Whether or not this feeling is justified is beyond the point, but the feeling persists almost everywhere. The “remedy” is almost as universal: iron-clad contracts that explicitly specify what the external party is supposed to deliver, when that should be, milestones and often even penalties for missing deadlines. Now let’s count the number of Agile Values that we are violating in this way. I will do it for you: 4 out of 4. No way you can successfully work in an Agile way with an external partner this way.
So, how do we solve this? At Luminis we face this situation daily. We want to help clients achieve their goals and believe that software it the most important asset they have in achieving those. We want to work together with them to help them succeed, we do not want to be in a position where we delivered what we promised but that turns out to be the wrong thing. In short, we want to be Agile and work with the client not against the client as is the case in traditional software development.
The start of the solution is to explain a few things to the client:
1. Whatever you write down in your iron-clad contract is going to change. You know before you start that what you write down will be obsolete before the project ends. At the end of the day, do you want what you are going to write in the contract or something that will solve the real problem?
2. Agile, more specifically Scrum, is not “do whatever you like”. It is agreeing per sprint what should be delivered, checking after (most often) two weeks, learning and improving all the time. You will never hear at the end of a project that there is a problem, you will hear it after a few weeks. This improves your control, and does not reduce it.
3. Working Agile gives you control (previous point), but also means that you are able to change, extend, or reduce the scope at any point. You are the final decider on the backlog, you decide the priority nobody else. You can change your mind at any time. And if there is a blocking problem that means the project should not proceed, you can get out also.
While it may seem that working in an Agile way means less control and more uncertainty, after all scope is going to be variable and the team decided what they can do, that is not the case at all. You gain control by frequent checks and you gain control by the flexibility of managing the backlog. Sure, you may not get what you wanted at the beginning, but you surely will get what you want at the end. The only “but” here is that you have to have a certain amount of trust that the external partner you work with is really going to do their best to help you. But ask yourself: if you do not trust in that, should you even work with that partner? Given that basic trust, working in an Agile way gives you a lot better chance of success in the end.
There are a few ways to gain this level of trust. First of all, any client is free to talk to previous clients and get to know from them whether or not we are trustworthy. But secondly, we actively try to get at least one internal IT person to join our team. That person has inside knowledge of what we do and can therefore check whether we are really doing as we promised.

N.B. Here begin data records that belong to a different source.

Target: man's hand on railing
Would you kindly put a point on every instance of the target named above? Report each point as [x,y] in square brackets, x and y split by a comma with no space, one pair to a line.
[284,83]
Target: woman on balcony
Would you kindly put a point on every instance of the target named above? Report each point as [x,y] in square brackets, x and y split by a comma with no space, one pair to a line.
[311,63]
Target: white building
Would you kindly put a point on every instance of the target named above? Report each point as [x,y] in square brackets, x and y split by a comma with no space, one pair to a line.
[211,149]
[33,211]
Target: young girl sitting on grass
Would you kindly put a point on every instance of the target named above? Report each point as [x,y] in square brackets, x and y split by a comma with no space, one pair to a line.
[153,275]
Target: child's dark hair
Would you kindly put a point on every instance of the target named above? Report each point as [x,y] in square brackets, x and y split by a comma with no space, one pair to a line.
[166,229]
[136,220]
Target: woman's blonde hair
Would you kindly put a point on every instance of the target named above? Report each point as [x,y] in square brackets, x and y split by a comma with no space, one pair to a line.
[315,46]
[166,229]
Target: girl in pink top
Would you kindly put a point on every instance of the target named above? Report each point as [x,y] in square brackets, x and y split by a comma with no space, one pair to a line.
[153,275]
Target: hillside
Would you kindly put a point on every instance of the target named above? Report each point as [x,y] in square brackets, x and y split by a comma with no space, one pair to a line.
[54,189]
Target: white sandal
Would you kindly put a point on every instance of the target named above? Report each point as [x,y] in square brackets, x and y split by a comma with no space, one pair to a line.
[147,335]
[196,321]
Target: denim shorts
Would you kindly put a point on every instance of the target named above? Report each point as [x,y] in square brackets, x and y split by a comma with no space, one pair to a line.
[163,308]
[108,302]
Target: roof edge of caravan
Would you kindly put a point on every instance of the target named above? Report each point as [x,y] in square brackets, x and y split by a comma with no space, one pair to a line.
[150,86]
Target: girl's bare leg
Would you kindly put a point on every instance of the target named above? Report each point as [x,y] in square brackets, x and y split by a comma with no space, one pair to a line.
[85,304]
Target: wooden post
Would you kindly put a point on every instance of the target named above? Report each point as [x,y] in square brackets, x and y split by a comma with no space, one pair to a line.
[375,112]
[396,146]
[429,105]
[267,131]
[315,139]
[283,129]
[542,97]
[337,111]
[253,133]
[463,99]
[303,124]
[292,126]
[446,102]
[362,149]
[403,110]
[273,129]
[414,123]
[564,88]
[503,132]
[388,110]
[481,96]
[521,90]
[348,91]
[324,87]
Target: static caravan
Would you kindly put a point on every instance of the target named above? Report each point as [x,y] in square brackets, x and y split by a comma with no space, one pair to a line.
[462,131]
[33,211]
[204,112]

Another frequently heard objection is that the specifications are not done at the beginning (and we do not want them to be!), so the Product Owner needs to spend a lot of time during the project and he/she does not have the time to perform that role. We mostly counter that by using a delegated Product Owner; one of our analysts and Agile experts that performs the daily interaction with the team. While they are with Luminis, they act as though they are part of the client company even if that conflicts with the interests of Luminis. The delegated Product Owner frequently communicates with the real Product Owner in the client company regarding specifications and priorities. This way the internal Product Owner remains in charge and control, but most of the day-to-day work is delegated.
To sum up:
• Given basic trust, working Agile with external partners has a lot of advantages
• Gain trust by talking to previous clients, and try to have one team internal team member join the external team
• Delegate the day-to-day tasks of the Product Owner
We find that by using this structure we are able to really cooperate with our client, and together make the client successful.